The half-mile paper maps are the best maps out there in terms of zoom-level and accuracy. Get ’em, they’re free, though you do need to print them. Everybody will be referring to them (as in: there is water at mile 1539, the trail is closed due to fire between 1286 and 1341).

If you’re shipping resupply packages out to yourself, then you should add the relevant half-mile paper maps into each box, to avoid walking with the entire map, as it is heavy (200 pages).

Having a paper map and operating a compass somehow gets you closer to your surroundings as you need to orientate yourself, know the directions and relate to all the names of rivers, mountains and forests.

That said, the two relevant smartphone apps for the PCT (guthooks and halfmile) are a very nice tool. If you’re lost, it can quickly direct you back to trail. On the guthooks app, some water sources are mentioned and even updated whether they are running or not, by other hikers through the app. You will never be asking yourself “is this really the trail or did I, accidentally, loose it?”.

New tech or not? I stand neutral in that discussion. The comfort of a papermap is invaluable, sitting there around the fire in the evening, looking at the contours and names of mountains. It doesn’t run out of battery and there is something lovely “oldschool” by navigating with a map and compass.

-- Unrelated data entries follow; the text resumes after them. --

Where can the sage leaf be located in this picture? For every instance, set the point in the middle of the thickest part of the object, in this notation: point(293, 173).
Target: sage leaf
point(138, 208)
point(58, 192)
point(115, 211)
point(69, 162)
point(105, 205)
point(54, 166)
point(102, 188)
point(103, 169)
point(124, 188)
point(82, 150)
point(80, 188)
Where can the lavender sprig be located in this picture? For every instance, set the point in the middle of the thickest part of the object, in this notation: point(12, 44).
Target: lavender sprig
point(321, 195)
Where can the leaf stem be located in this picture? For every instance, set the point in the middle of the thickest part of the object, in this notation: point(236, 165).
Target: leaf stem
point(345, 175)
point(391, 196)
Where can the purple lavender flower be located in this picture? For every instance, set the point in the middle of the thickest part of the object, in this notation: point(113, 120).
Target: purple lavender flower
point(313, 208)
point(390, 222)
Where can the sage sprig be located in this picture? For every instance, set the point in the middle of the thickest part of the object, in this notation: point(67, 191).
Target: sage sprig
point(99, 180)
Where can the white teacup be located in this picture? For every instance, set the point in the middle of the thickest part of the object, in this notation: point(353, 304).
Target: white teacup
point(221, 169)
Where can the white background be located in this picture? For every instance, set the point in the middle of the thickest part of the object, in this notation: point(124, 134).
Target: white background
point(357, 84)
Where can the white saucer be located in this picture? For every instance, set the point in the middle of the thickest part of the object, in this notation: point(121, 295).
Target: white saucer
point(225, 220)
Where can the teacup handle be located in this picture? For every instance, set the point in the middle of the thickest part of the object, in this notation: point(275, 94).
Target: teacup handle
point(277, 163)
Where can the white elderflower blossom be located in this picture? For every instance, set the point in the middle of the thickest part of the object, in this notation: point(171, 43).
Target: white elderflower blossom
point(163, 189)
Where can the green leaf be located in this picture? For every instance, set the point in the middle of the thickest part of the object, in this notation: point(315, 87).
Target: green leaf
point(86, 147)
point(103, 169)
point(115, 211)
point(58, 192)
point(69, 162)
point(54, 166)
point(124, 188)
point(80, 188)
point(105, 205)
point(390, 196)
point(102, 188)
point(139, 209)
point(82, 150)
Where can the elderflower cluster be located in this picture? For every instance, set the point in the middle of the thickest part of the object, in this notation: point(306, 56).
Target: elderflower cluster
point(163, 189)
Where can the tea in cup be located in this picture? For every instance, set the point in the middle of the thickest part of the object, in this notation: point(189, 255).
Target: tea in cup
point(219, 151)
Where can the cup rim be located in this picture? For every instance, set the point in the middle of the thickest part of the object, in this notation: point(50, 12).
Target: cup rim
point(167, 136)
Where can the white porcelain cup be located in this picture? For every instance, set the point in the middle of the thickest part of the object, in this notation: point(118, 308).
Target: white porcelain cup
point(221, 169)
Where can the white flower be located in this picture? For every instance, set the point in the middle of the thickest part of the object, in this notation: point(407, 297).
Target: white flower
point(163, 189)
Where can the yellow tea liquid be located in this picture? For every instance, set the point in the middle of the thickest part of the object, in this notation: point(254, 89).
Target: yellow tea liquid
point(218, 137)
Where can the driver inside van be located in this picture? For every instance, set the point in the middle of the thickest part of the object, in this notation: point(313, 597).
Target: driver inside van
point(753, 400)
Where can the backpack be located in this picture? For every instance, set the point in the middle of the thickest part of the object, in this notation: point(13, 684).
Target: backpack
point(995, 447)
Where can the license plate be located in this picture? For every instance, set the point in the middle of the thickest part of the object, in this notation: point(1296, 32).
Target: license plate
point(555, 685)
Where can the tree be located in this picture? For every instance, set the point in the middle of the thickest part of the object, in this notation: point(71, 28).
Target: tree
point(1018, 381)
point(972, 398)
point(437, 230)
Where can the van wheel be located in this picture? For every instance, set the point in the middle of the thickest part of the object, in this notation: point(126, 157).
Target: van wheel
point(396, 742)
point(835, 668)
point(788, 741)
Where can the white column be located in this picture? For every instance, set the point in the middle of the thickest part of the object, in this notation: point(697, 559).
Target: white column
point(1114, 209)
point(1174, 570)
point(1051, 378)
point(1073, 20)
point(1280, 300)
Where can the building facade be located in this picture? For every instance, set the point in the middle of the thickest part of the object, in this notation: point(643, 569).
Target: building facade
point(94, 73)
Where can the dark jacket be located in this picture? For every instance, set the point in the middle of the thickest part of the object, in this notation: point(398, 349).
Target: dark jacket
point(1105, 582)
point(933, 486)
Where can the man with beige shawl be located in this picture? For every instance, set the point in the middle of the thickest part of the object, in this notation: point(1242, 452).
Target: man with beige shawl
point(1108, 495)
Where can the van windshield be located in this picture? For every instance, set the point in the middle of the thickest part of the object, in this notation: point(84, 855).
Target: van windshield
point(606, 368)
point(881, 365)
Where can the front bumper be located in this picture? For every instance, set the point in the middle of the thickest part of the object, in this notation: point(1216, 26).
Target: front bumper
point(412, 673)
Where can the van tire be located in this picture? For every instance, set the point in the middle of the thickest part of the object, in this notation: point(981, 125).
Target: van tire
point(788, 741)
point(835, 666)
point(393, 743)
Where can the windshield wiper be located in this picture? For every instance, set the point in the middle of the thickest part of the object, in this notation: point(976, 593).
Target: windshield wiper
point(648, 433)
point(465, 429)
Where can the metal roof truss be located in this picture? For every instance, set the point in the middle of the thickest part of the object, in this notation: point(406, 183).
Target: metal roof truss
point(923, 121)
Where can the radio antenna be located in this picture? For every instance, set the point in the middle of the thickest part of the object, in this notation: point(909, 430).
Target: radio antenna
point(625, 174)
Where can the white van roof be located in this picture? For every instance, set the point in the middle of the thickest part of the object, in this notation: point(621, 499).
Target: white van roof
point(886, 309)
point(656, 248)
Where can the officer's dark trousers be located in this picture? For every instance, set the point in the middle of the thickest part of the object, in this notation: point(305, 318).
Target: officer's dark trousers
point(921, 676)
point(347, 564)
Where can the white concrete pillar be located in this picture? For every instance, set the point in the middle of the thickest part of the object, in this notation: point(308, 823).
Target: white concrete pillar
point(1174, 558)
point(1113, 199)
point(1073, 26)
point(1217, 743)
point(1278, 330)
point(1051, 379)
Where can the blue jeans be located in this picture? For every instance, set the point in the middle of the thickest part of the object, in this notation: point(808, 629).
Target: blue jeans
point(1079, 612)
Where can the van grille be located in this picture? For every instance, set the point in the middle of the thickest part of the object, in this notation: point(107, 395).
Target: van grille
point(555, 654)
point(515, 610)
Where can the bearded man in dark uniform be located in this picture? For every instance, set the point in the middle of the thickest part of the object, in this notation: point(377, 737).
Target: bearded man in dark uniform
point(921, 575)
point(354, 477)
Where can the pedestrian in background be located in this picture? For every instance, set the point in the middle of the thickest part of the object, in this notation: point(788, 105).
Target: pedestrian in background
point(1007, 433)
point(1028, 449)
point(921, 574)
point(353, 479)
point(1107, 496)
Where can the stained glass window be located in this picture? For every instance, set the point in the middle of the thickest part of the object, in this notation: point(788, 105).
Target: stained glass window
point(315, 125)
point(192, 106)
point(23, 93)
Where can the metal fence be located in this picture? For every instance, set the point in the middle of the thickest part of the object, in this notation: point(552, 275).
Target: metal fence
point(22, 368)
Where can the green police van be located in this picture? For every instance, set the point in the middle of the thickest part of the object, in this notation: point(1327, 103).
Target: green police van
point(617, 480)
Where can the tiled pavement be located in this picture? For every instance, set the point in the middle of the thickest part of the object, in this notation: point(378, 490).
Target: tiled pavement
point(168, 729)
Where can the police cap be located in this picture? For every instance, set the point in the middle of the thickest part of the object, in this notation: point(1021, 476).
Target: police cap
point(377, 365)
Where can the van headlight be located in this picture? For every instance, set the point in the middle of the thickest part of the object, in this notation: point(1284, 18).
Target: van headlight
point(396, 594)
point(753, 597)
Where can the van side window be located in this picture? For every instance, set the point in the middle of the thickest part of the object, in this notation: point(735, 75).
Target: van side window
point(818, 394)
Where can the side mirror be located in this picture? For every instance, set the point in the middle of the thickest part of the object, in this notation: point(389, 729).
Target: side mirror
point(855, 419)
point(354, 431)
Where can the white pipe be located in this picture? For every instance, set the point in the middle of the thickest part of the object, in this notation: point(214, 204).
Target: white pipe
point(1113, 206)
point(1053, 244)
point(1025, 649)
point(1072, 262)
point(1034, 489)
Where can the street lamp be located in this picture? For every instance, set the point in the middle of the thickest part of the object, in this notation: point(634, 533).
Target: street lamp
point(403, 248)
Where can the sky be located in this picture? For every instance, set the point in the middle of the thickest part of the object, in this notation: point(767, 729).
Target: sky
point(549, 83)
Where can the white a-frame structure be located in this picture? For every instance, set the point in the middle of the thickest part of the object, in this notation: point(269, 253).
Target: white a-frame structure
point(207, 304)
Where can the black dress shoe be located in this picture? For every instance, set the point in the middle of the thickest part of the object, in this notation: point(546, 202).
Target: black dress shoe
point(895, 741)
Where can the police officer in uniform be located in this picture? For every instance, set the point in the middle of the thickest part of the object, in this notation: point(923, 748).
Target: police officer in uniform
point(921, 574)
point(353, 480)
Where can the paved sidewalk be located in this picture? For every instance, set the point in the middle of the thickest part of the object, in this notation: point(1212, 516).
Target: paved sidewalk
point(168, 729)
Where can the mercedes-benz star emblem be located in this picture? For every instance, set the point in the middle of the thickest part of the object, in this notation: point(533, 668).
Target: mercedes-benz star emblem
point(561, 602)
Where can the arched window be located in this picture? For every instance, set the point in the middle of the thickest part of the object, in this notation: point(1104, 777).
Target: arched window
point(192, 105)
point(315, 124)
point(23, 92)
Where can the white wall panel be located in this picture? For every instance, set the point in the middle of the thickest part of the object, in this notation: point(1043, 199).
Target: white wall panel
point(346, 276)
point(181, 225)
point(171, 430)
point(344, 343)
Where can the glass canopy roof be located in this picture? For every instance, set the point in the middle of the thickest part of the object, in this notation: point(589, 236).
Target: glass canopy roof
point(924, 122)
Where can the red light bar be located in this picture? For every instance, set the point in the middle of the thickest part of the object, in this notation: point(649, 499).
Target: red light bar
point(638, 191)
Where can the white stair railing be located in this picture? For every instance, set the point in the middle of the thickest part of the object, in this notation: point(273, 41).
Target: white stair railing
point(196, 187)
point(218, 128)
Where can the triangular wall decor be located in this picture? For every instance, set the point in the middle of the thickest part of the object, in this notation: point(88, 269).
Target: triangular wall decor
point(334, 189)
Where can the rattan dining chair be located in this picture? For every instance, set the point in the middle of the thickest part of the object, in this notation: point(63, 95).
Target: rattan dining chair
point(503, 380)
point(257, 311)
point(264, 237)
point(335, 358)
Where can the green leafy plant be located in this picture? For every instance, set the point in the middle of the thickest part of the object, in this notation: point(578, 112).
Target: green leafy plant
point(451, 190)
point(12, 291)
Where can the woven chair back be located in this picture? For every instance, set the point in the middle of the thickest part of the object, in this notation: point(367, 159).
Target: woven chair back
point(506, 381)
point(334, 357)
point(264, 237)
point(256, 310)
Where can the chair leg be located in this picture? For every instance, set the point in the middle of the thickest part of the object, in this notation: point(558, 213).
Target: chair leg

But don’t be fooled. The apps and the gps-enabled smartphone is an extremely straightforward tool to quickly assess your distance to the next creek and get your exact position. If you’re trapped in a white-out, it could save your life as a map-and-compass is next-to-useless when you can’t see the topographical features around you. A gps signal can.

So, learn how to use the map and compass for safety, for the experience and since you’re likely carrying it anyway. Conserve battery and keep your smartphone charged, also for safety and comfort and since your likely carrying it anyways. If you know how to operate both, then two navigation technologies are better than one. And neither a compass nor a smartphone is rocket-science to operate.